A few years ago the world discovered qinoa (correct spelling in Qechua, only the western world needed a ‘u’ after the ‘q’), which had been a staple diet for the peoples of the Andes for millennia. Once the international demand took hold, the price shot up and the indigenous people couldn’t afford it any more.
Now the world has discovered teff.
Is the same going to happen in Ethiopia?
Move over quinoa, Ethiopia’s teff poised to be next big super grain
Rich in calcium, iron and protein, gluten-free teff offers Ethiopia the promise of new and lucrative markets in the west
At Addis Ababa airport, visitors are greeted by pictures of golden grains, minute ochre-red seeds and a group of men gathered around a giant pancake. Billboards boast: “Teff: the ultimate gluten-free crop!”
Ethiopia is one of the world’s poorest countries, well-known for its precarious food security situation. But it is also the native home of teff, a highly nutritious ancient grain increasingly finding its way into health-food shops and supermarkets in Europe and America.

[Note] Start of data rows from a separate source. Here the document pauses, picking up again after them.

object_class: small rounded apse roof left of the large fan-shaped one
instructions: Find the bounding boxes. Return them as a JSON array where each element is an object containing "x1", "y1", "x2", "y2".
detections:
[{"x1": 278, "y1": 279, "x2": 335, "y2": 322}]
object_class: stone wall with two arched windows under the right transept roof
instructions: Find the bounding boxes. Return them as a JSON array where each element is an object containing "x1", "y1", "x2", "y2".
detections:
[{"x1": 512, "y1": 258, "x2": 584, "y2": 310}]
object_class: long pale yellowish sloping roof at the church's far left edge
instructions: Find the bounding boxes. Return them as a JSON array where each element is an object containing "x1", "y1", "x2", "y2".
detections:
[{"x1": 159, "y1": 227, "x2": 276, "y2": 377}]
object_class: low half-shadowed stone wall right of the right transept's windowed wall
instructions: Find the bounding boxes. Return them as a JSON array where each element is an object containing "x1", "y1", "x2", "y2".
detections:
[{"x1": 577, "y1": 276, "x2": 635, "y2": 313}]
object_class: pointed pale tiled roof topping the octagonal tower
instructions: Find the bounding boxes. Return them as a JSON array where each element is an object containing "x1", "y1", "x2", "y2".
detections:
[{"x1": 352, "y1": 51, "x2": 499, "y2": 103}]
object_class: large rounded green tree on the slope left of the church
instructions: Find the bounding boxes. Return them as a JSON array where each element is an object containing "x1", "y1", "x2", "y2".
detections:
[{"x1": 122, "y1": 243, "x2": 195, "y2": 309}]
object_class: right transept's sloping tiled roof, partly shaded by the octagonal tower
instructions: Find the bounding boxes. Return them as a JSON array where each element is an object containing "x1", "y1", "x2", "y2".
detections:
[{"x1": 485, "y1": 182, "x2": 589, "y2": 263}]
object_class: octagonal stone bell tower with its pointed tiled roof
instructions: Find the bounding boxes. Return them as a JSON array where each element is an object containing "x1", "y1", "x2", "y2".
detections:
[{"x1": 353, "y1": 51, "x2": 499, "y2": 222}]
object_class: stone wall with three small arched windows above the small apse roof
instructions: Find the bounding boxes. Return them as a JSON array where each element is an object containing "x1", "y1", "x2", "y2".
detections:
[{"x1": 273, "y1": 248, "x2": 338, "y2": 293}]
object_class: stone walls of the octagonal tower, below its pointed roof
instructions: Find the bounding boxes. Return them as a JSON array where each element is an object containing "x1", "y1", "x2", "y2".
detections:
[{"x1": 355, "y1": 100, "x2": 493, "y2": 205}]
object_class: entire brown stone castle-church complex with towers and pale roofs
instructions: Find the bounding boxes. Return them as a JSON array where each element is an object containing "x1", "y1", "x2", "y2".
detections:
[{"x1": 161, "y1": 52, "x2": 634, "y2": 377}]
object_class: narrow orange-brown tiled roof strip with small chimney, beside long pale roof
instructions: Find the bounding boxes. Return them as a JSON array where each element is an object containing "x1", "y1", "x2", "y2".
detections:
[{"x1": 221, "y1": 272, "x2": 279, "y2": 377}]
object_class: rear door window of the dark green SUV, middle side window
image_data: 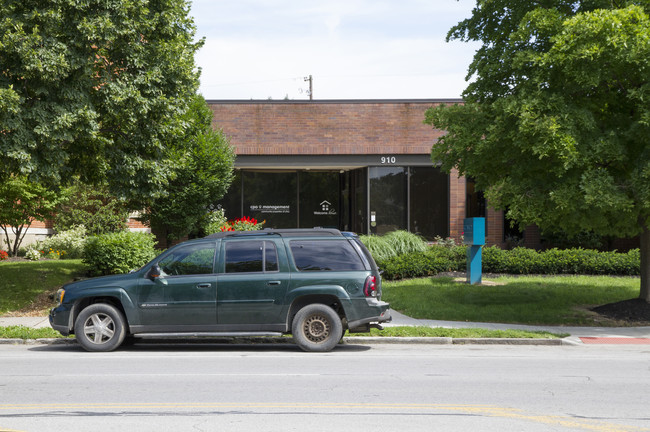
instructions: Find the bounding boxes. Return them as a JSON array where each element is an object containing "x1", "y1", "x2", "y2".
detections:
[{"x1": 225, "y1": 241, "x2": 278, "y2": 273}]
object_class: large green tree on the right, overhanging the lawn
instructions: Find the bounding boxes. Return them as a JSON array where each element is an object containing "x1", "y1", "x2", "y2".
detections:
[{"x1": 425, "y1": 0, "x2": 650, "y2": 302}]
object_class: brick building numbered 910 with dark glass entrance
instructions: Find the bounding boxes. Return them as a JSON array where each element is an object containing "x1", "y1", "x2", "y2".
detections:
[{"x1": 208, "y1": 99, "x2": 504, "y2": 245}]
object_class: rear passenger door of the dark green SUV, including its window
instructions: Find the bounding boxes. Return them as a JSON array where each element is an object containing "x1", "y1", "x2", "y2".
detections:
[{"x1": 217, "y1": 239, "x2": 289, "y2": 330}]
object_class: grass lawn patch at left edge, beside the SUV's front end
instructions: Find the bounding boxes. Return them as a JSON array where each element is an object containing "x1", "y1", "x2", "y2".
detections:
[{"x1": 0, "y1": 259, "x2": 85, "y2": 315}]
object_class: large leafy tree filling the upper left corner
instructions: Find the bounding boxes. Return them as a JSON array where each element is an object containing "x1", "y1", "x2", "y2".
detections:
[{"x1": 0, "y1": 0, "x2": 202, "y2": 199}]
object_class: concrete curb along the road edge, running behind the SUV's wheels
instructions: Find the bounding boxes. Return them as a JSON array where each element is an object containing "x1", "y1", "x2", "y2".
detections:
[{"x1": 0, "y1": 336, "x2": 568, "y2": 346}]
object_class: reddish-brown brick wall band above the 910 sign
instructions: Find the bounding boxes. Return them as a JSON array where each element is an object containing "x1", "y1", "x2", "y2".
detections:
[{"x1": 208, "y1": 100, "x2": 450, "y2": 155}]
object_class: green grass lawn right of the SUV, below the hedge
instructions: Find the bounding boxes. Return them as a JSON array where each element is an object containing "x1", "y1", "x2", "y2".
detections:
[{"x1": 382, "y1": 276, "x2": 640, "y2": 326}]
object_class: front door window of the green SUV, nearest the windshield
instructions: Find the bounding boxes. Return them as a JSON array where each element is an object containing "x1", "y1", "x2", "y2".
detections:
[{"x1": 158, "y1": 243, "x2": 216, "y2": 276}]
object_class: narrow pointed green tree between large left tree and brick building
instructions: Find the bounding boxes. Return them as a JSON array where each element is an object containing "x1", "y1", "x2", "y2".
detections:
[{"x1": 142, "y1": 96, "x2": 235, "y2": 245}]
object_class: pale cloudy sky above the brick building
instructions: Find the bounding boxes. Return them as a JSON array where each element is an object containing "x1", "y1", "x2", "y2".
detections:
[{"x1": 185, "y1": 0, "x2": 478, "y2": 100}]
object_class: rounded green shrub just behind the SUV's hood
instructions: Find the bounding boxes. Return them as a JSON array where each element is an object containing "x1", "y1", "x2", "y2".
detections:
[{"x1": 83, "y1": 231, "x2": 156, "y2": 276}]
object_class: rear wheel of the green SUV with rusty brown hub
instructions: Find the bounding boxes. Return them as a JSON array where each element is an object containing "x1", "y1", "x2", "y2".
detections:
[{"x1": 291, "y1": 303, "x2": 343, "y2": 352}]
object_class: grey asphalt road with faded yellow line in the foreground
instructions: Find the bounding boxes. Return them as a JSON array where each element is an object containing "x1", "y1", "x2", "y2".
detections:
[{"x1": 0, "y1": 345, "x2": 650, "y2": 432}]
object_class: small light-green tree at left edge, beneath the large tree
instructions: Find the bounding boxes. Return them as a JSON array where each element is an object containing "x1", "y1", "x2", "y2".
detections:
[{"x1": 0, "y1": 177, "x2": 59, "y2": 256}]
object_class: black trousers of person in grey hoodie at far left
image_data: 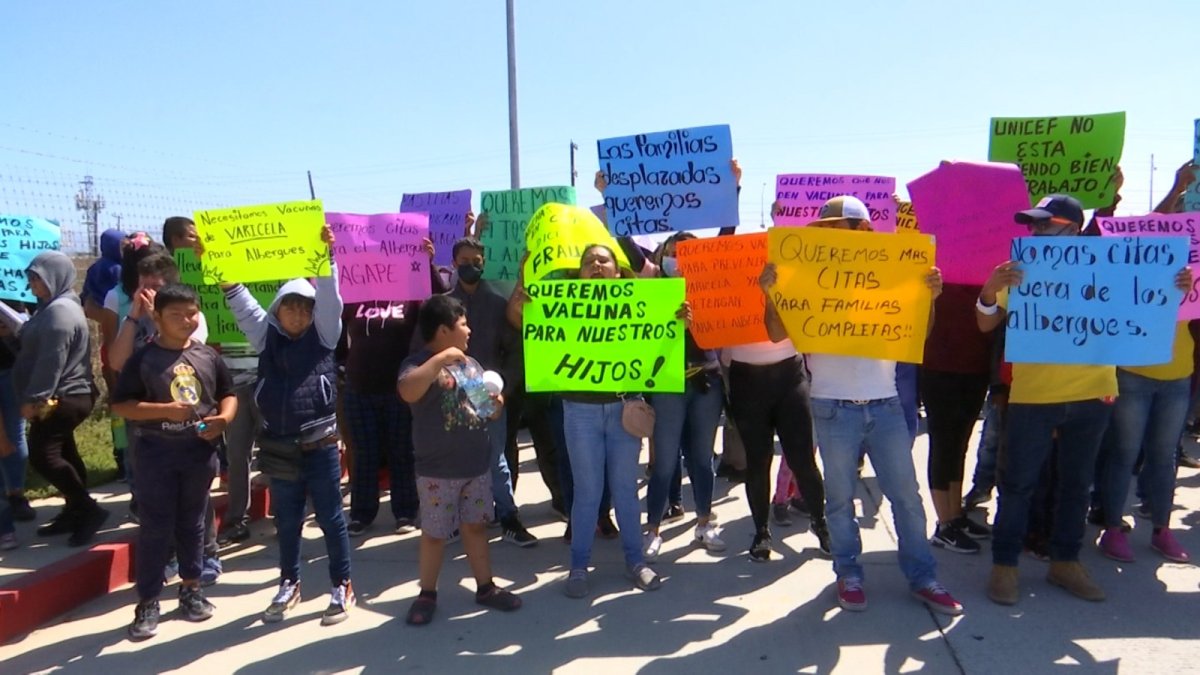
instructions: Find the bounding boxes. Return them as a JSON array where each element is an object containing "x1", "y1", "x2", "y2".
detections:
[{"x1": 29, "y1": 394, "x2": 96, "y2": 510}]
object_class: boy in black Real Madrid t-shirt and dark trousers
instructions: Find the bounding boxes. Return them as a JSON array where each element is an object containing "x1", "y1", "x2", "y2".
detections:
[{"x1": 112, "y1": 283, "x2": 238, "y2": 639}]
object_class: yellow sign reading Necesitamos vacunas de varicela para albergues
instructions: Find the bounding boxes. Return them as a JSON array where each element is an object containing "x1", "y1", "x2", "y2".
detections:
[{"x1": 194, "y1": 199, "x2": 329, "y2": 283}]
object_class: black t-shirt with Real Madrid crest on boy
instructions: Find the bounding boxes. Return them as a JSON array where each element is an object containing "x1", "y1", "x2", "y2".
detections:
[{"x1": 112, "y1": 341, "x2": 234, "y2": 438}]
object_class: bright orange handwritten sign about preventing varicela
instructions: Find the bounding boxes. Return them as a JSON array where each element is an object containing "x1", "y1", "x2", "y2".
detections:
[{"x1": 676, "y1": 232, "x2": 768, "y2": 350}]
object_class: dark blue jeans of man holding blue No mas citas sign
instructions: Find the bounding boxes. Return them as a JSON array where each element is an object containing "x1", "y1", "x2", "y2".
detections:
[{"x1": 991, "y1": 399, "x2": 1112, "y2": 566}]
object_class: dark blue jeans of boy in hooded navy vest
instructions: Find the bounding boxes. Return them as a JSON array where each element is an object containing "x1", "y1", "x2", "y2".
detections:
[{"x1": 271, "y1": 446, "x2": 350, "y2": 586}]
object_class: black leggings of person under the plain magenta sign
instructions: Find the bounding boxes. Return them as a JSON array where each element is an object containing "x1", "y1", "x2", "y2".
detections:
[{"x1": 920, "y1": 370, "x2": 988, "y2": 491}]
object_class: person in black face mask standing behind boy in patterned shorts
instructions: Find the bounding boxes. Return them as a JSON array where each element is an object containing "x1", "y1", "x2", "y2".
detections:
[{"x1": 449, "y1": 237, "x2": 538, "y2": 548}]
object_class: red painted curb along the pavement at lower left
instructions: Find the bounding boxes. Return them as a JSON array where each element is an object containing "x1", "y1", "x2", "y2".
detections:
[{"x1": 0, "y1": 485, "x2": 270, "y2": 644}]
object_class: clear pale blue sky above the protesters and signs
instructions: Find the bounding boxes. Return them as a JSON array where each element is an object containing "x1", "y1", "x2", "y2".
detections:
[{"x1": 0, "y1": 0, "x2": 1200, "y2": 248}]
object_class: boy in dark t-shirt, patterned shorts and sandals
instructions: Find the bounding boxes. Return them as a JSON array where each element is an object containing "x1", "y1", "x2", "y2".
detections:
[{"x1": 397, "y1": 295, "x2": 521, "y2": 626}]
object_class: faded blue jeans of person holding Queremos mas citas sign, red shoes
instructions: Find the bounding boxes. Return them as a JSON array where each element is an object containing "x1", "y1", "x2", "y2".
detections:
[{"x1": 812, "y1": 396, "x2": 937, "y2": 590}]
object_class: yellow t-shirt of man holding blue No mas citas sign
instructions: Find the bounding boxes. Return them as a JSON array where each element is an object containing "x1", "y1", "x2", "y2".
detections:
[{"x1": 996, "y1": 288, "x2": 1117, "y2": 404}]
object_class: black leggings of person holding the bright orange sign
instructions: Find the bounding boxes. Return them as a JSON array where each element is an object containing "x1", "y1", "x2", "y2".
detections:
[{"x1": 730, "y1": 357, "x2": 824, "y2": 532}]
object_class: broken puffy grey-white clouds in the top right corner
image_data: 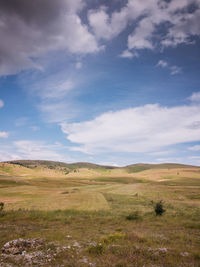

Teff‘s tiny seeds – the size of poppy seeds – are high in calcium, iron and protein, and boast an impressive set of amino acids. Naturally gluten-free, the grain can substitute for wheat flour in anything from bread and pasta to waffles and pizza bases. Like quinoa, the Andean grain, teff’s superb nutritional profile offers the promise of new and lucrative markets in the west.
In Ethiopia, teff is a national obsession. Grown by an estimated 6.3 million farmers, fields of the crop cover more than 20% of all land under cultivation. Ground into flour and used to make injera, the spongy fermented flatbread that is basic to Ethiopian cuisine, the grain is central to many religious and cultural ceremonies. Across the country, and in neighbouring Eritrea, diners gather around large pieces of injera, which doubles as cutlery, scooping up stews and feeding one another as a sign of loyalty or friendship – a tradition known as gursha.
Outside diaspora communities in the west, teff has flown under the radar for decades. But growing appetite for traditional crops and booming health-food and gluten-free markets are breathing new life into the grain, increasingly touted as Ethiopia’s “second gift to the world”, after coffee.